Trailers and mobile homes ripped in two or with the roofs completely blown off stand next to trailers in need of only minor repairs, leaving park residents to wonder what happened and why some units were saved and others were not.

“It’s so overwhelming,” Park General Manager Agnes Arra said.

In the aftermath, residents have begun repairing damage to their homes, but it has not been easy with no power. They have also not been able to find day laborers to come and work, park residents said.

“It’s hard to absorb,” said park resident Bill Weagley, as he cleaned up outside his trailer that only suffered minor damage. “We are blessed. We’re trying to the best we can.”

“It’s just crazy,” his wife Vicki added. “We are not complainers. We are do’ers.”

Nearly 70 of the 659 mobile homes, trailers and modular homes are uninhabitable and need to be removed, Arra said. All units suffered some kind of damage.

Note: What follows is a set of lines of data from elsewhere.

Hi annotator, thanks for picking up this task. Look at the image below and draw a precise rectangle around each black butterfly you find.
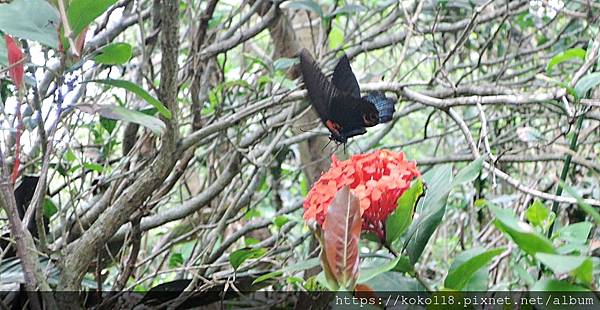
[300,49,395,143]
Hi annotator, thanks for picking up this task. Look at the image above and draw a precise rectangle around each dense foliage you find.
[0,0,600,303]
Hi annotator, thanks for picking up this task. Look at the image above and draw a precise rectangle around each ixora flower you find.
[304,150,421,239]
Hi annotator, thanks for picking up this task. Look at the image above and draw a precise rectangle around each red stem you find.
[10,100,23,184]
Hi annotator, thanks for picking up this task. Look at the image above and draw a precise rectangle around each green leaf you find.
[75,103,165,135]
[393,255,415,273]
[42,198,58,219]
[281,0,323,17]
[488,205,556,255]
[444,248,506,290]
[282,257,321,274]
[407,165,452,264]
[83,79,171,119]
[531,279,589,292]
[83,163,104,173]
[169,253,183,268]
[273,57,298,71]
[531,279,588,292]
[100,116,117,134]
[273,215,290,228]
[571,258,594,286]
[67,0,117,38]
[364,272,426,292]
[525,199,550,227]
[0,39,8,65]
[328,4,367,17]
[0,0,60,50]
[244,237,260,247]
[452,156,484,187]
[553,222,594,244]
[94,43,133,65]
[575,72,600,98]
[535,253,588,274]
[252,271,283,285]
[229,248,267,270]
[546,47,585,74]
[356,256,401,283]
[561,182,600,225]
[329,27,344,50]
[385,179,423,244]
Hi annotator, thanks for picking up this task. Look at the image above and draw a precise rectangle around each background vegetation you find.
[0,0,600,306]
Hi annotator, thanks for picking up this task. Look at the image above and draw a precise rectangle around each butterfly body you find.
[300,49,395,143]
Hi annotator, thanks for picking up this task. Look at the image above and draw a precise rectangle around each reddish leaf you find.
[4,34,25,89]
[354,284,377,299]
[323,186,362,289]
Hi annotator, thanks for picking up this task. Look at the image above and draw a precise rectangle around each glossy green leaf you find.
[273,215,290,228]
[0,39,8,65]
[444,248,505,290]
[42,198,58,219]
[329,4,367,17]
[452,156,484,186]
[575,72,600,98]
[561,182,600,225]
[525,199,550,227]
[385,179,423,244]
[281,0,323,17]
[75,103,165,134]
[84,79,171,119]
[406,165,452,264]
[83,163,104,173]
[67,0,117,38]
[282,257,320,274]
[393,255,415,273]
[571,258,594,287]
[546,47,585,73]
[229,248,267,270]
[252,271,283,284]
[100,116,117,134]
[535,253,593,284]
[0,0,60,49]
[329,27,344,50]
[365,271,426,292]
[94,43,133,65]
[169,253,184,268]
[357,256,400,283]
[488,205,556,255]
[553,222,594,244]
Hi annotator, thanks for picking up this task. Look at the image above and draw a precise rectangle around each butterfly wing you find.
[330,93,379,131]
[331,55,360,98]
[300,49,379,143]
[300,49,339,124]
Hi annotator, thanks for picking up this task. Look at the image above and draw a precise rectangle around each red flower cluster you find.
[4,34,25,89]
[304,150,421,238]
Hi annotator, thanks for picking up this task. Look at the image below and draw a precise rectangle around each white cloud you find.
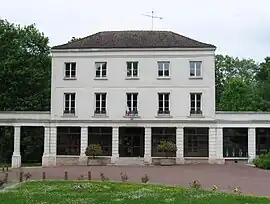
[0,0,270,61]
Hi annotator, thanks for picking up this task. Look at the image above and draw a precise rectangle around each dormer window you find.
[127,62,138,78]
[65,62,76,79]
[95,62,107,79]
[189,61,202,78]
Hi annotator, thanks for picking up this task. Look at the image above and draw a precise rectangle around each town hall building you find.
[0,31,270,168]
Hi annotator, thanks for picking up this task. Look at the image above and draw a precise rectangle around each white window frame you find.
[157,61,171,78]
[64,93,76,115]
[127,61,139,78]
[189,93,202,115]
[158,92,170,115]
[189,61,202,78]
[95,93,107,115]
[64,62,77,79]
[126,93,139,115]
[95,62,107,79]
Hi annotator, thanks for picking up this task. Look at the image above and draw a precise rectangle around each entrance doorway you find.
[119,127,144,157]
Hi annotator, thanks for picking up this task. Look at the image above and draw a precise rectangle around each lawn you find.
[0,181,270,204]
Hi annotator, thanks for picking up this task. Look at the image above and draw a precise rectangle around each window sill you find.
[156,114,172,118]
[126,77,140,80]
[188,114,205,118]
[64,77,77,80]
[94,77,108,80]
[123,115,141,118]
[62,113,78,118]
[157,76,171,80]
[92,114,109,118]
[189,76,203,80]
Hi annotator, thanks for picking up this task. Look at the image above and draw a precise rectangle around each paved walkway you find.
[0,164,270,196]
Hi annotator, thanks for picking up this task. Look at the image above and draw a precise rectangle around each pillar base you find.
[42,155,56,167]
[208,158,225,164]
[175,157,185,164]
[11,155,22,168]
[79,155,88,166]
[144,156,152,165]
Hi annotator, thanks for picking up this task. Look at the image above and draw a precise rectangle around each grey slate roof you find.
[52,31,215,49]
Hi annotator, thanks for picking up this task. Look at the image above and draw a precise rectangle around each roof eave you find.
[51,46,216,53]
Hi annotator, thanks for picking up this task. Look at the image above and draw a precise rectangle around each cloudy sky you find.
[0,0,270,61]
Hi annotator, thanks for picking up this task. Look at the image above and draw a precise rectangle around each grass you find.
[0,181,270,204]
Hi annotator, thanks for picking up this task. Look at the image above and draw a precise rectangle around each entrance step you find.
[115,157,145,166]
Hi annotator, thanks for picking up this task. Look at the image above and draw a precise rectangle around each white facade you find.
[51,49,215,121]
[0,45,270,168]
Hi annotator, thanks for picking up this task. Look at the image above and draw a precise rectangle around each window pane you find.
[65,94,69,101]
[158,94,163,101]
[190,101,195,108]
[102,94,106,101]
[197,94,201,101]
[165,94,170,101]
[164,70,170,76]
[127,62,132,76]
[65,101,69,110]
[71,94,75,101]
[189,62,195,69]
[71,70,76,77]
[101,100,106,107]
[158,62,163,71]
[158,101,163,109]
[196,62,201,76]
[71,63,76,71]
[190,68,195,76]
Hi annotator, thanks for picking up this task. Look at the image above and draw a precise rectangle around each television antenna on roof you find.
[142,10,163,30]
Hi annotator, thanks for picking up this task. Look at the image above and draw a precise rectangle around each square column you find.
[216,127,225,164]
[11,126,21,168]
[176,127,185,164]
[42,126,57,167]
[144,127,152,165]
[208,128,217,164]
[248,128,256,163]
[111,127,119,164]
[79,127,88,165]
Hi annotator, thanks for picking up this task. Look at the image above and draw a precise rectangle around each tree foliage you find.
[0,20,51,111]
[0,19,51,162]
[216,55,265,111]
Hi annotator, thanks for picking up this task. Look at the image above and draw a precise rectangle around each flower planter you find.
[160,158,175,166]
[87,158,108,166]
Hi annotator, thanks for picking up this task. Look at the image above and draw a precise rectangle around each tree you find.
[0,20,51,111]
[216,55,260,111]
[218,78,261,111]
[0,19,51,162]
[68,37,82,42]
[256,57,270,111]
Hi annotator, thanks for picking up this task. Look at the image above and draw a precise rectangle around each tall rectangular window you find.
[126,93,138,115]
[95,62,107,78]
[158,93,170,114]
[64,93,76,114]
[95,93,106,114]
[65,62,76,79]
[158,62,170,77]
[127,62,138,77]
[189,61,202,77]
[190,93,202,115]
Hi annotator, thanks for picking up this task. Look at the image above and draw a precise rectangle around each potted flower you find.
[157,141,177,165]
[85,144,102,166]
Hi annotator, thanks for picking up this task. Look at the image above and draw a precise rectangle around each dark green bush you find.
[254,153,270,169]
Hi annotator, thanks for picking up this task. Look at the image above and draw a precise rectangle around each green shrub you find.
[254,153,270,169]
[85,144,102,159]
[157,141,177,157]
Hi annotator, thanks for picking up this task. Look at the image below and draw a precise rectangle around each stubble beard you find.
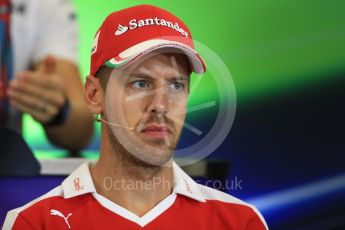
[107,126,179,171]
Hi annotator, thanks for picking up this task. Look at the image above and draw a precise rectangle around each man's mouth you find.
[141,125,171,137]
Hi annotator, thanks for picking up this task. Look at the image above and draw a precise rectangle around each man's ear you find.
[84,75,104,114]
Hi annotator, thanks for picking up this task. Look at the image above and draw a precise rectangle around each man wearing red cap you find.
[4,5,267,230]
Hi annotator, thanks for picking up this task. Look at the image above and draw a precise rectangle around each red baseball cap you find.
[90,5,206,75]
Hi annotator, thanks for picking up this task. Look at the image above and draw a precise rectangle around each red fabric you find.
[90,5,200,75]
[13,194,265,230]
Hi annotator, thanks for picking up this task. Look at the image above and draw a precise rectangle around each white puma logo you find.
[50,209,72,228]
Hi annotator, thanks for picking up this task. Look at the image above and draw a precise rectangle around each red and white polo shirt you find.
[3,163,268,230]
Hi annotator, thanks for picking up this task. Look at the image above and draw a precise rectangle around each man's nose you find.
[149,88,171,114]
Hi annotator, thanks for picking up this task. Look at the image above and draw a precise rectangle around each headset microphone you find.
[94,116,134,130]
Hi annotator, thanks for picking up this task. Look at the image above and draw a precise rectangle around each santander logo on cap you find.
[115,17,188,38]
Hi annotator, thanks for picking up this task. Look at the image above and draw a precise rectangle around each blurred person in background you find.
[0,0,93,150]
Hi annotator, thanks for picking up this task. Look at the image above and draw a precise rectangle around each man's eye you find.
[169,82,185,90]
[132,80,149,89]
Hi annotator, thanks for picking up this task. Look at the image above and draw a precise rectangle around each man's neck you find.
[91,146,173,216]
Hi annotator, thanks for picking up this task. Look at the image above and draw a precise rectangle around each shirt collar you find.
[61,162,205,202]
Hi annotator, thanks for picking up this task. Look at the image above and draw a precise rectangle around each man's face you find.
[105,53,190,165]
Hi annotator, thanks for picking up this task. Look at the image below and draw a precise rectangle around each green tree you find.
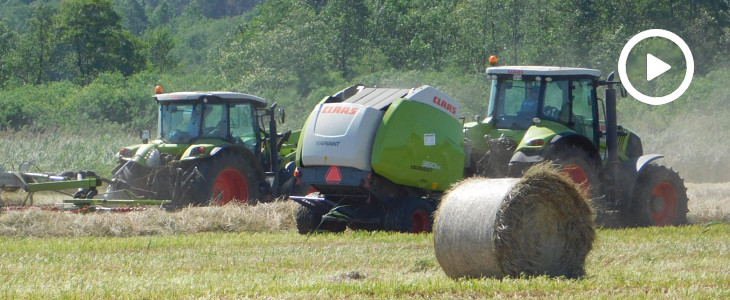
[114,0,149,35]
[150,0,175,28]
[321,0,370,78]
[0,21,16,87]
[14,3,57,84]
[145,29,178,72]
[57,0,144,84]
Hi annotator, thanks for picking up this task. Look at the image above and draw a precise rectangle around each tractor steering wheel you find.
[542,106,560,120]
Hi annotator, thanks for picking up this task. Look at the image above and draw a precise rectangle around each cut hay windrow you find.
[0,201,296,238]
[433,165,595,278]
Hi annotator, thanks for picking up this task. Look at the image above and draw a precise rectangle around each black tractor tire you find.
[546,145,602,202]
[165,152,263,209]
[384,198,435,233]
[294,193,347,234]
[624,164,689,226]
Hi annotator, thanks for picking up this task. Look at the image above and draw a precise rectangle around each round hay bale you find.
[433,164,595,278]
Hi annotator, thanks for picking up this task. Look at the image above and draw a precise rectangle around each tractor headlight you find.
[145,149,160,167]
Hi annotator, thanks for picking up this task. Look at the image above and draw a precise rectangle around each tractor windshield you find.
[489,79,540,130]
[489,76,597,142]
[159,103,202,144]
[160,103,228,144]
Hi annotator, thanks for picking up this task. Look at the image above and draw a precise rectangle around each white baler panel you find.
[403,85,461,119]
[300,103,383,171]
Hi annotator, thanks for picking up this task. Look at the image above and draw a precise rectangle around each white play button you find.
[646,53,672,81]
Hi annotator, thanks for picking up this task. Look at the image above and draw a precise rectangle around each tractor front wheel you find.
[629,164,688,226]
[168,152,261,209]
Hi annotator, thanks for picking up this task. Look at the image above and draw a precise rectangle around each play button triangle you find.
[646,53,672,81]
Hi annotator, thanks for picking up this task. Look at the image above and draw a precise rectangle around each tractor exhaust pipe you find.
[605,73,619,200]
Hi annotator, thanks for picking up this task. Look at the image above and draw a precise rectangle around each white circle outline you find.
[618,29,695,105]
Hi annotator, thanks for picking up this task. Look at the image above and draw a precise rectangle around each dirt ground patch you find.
[686,183,730,223]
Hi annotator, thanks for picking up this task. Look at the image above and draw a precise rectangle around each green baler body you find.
[372,99,464,191]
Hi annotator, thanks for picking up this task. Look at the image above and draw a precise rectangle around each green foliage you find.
[0,0,730,183]
[57,0,145,84]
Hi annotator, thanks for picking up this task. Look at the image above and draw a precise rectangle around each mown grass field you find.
[0,219,730,299]
[0,130,730,299]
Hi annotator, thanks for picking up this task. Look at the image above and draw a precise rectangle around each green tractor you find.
[290,67,688,234]
[465,66,688,226]
[105,87,300,209]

As of Thursday, Keys Energy Services couldn’t turn on power to all areas of the park because of the extent of the damage and concerns about starting fires and other issues. Also, trailers and mobile homes need to be removed so crews could get to downed lines.

The problem now facing the park is moving the old trailers and mountains of tree limbs, drywall, furniture and other debris that line the interior streets of the park to Spanish Maine Drive or to an approved storage site so state and Monroe County debris haulers will cart it away.

The county and state debris crews can only remove debris from county and state roads in order to be reimbursed by the Federal Emergency Management Agency, said Judith Clarke, a county engineer overseeing debris removal efforts.

But the park has lined up a crew to take the debris out of the park, park attorney Bart Smith said.

However, boats, vehicles, mobile homes and old trailers are “not acceptable debris,” Clarke said. Removal of trailers and boats are generally covered by people’s private insurance coverage, Clarke said.

Clarke’s comments came during Wednesday’s Monroe County Commission meeting. The commission tried to come up with debris removal solutions to help people living in Venture Out.

“If it is a pile of metal, it probably won’t be distinguishable from debris that’s been put out,” Clarke told the commission. “If it is a mobile home out on the right of way it won’t get picked up.”

County Mayor George Neugent proffered the idea of cutting up or finding other ways of disguising the debris so it doesn’t look like destroyed trailers, but a pile of metal.

“You know the rules of engagement,” Neugent told attorney Bart Smith, who spoke at the meeting on behalf of the park.